“Solo Dios sabe cuánto te quise”, son las últimas palabras del doctor Juvenal Urbino dirigidas a su esposa, al momento de morir, a los 81 años. Y los lectores sentimos el choque eléctrico que produce el trayecto desde Eros hasta Thánatos, por la mano prodigiosa de García Márquez. Parecería que no hay experiencia ni espectáculo más poderoso que la vivencia del amor, por ello el admirado Gabo se aplicó en integrar, con la mayor sabiduría posible, historias del corazón en medio de sus grandes mosaicos novelescos.

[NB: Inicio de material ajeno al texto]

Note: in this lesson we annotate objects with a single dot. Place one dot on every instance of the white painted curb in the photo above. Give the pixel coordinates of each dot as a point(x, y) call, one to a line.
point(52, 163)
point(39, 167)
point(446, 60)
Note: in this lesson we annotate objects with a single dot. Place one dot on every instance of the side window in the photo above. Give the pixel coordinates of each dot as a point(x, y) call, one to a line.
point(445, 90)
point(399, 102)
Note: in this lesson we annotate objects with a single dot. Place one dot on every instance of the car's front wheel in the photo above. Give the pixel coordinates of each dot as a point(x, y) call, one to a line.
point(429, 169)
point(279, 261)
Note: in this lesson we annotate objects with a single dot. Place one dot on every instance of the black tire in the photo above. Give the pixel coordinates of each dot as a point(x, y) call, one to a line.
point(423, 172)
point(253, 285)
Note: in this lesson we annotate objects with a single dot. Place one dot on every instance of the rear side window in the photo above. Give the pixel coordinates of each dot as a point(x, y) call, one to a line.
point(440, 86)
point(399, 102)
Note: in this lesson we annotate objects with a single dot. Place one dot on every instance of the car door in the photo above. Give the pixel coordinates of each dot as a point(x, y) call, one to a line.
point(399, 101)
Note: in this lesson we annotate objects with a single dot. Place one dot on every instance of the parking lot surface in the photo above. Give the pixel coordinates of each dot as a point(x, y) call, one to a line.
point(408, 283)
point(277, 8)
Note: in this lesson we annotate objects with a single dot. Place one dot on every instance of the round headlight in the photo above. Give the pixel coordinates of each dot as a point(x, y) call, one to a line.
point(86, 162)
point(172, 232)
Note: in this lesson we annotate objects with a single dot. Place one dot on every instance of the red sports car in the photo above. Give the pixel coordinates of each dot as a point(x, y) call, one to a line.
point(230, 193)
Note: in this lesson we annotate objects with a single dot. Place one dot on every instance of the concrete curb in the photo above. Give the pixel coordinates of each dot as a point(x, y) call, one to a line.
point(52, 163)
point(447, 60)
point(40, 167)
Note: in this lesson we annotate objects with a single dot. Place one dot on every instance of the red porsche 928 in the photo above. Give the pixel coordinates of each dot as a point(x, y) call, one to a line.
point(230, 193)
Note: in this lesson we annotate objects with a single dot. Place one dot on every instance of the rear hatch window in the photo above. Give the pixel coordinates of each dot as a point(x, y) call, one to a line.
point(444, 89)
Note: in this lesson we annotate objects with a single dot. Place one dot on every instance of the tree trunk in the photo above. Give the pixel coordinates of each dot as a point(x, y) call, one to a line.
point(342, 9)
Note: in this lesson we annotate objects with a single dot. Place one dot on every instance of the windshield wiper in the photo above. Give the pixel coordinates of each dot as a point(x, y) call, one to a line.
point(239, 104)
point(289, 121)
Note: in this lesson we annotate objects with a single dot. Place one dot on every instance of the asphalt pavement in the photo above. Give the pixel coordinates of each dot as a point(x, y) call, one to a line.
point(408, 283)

Lo que en Roland Barthes es el discurso de un enamorado que no muestra a la persona amada, y en Julia Kristeva una de las mejores definiciones del lenguaje del amor (“un vuelo de metáforas”), en las ficciones crece al punto de sintetizar en una novela una especie de totalización de la experiencia humana. Que el lector se asome a El amor en los tiempos del cólera, y sintonice con el rasgo, el matiz de sentimiento, la etapa emocional en el largo camino de la vida, que le sea reconocible. Que como se dice para leer (es mejor leer cualquier texto que ninguno), es mejor haber amado que nunca haberlo hecho, por mucho que esa contención le haya ahorrado penas y decepciones.

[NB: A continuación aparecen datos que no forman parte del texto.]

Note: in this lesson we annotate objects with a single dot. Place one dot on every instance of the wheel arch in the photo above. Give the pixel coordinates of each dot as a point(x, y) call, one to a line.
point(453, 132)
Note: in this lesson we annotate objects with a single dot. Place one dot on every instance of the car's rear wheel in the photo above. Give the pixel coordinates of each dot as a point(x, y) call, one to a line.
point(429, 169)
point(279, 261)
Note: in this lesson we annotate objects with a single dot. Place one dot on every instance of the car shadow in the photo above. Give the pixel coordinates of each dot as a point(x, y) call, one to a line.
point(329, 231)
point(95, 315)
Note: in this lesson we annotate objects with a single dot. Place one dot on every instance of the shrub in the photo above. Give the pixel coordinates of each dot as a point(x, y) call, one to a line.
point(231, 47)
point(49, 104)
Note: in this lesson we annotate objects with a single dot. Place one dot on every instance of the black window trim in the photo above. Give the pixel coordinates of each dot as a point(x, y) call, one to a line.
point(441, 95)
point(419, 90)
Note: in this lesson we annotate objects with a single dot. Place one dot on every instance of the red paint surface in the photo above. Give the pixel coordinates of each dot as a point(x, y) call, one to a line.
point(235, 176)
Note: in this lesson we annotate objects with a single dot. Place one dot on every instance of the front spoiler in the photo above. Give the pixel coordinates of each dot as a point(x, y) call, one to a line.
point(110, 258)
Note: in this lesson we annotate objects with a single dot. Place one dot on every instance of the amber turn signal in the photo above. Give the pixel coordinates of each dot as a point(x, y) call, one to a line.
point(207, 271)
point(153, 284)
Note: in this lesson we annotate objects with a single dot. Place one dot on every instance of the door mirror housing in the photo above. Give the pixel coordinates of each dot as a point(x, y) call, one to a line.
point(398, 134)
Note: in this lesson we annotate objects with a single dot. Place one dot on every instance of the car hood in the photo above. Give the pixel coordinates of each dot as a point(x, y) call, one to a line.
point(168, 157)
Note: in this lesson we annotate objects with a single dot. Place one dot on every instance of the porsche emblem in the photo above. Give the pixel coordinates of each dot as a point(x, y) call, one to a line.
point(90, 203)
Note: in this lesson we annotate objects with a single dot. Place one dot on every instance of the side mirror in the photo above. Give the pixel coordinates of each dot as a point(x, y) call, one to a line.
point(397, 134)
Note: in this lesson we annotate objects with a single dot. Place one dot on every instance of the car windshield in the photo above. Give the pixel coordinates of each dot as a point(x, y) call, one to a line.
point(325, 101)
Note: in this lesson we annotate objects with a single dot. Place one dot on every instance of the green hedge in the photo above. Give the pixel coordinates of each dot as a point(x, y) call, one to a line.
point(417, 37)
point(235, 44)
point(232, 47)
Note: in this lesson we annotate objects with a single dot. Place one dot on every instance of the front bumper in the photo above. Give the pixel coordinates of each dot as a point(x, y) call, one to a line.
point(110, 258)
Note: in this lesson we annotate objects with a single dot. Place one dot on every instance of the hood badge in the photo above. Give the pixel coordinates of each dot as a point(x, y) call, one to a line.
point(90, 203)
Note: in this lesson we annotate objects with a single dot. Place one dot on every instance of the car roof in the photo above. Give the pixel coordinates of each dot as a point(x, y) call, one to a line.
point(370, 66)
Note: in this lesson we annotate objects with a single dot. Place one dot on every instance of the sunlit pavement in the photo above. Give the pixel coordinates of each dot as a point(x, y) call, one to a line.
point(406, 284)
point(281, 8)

El quid en el lugar común de que el amor es la fuerza que mueve al mundo, radica en qué entendemos por esa palabra que viene de antiguo y con diferentes simbologías según la cultura: el Eros griego, la madre Isis egipcia (qué lástima que las siglas de significación terrorista de hoy manchen el nombre de una deidad admirable), la Ishtar babilónica. El impulso procreador ha puesto énfasis en el amor que mantiene a la especie en progresión creciente, pero la experiencia demuestra que requerimos del término para identificar nuestro empuje emocional hacia muchas metas. La Biblia demanda un amor a Dios.

Si esto es así, ¿por qué la sociedad problematiza que la gente se ame? Acabamos de asistir a la batalla de que la unión de hecho figure en la cédula de los ciudadanos que optan por ese vínculo, en pos de la asunción de derechos que tienen las parejas comprometidas por lazos estables. Parecería que precisamente lo que la organización civil desea es un ordenamiento que incorpore a todos sus ciudadanos en un marco de interacción de deberes y derechos. Y que ninguna marginalidad es deseable. ¿No nos convencen los argumentos de que el ejemplo del desamor, el abandono, la inseguridad son mucho más nocivos que el espectáculo de gente comprometida y solidaria?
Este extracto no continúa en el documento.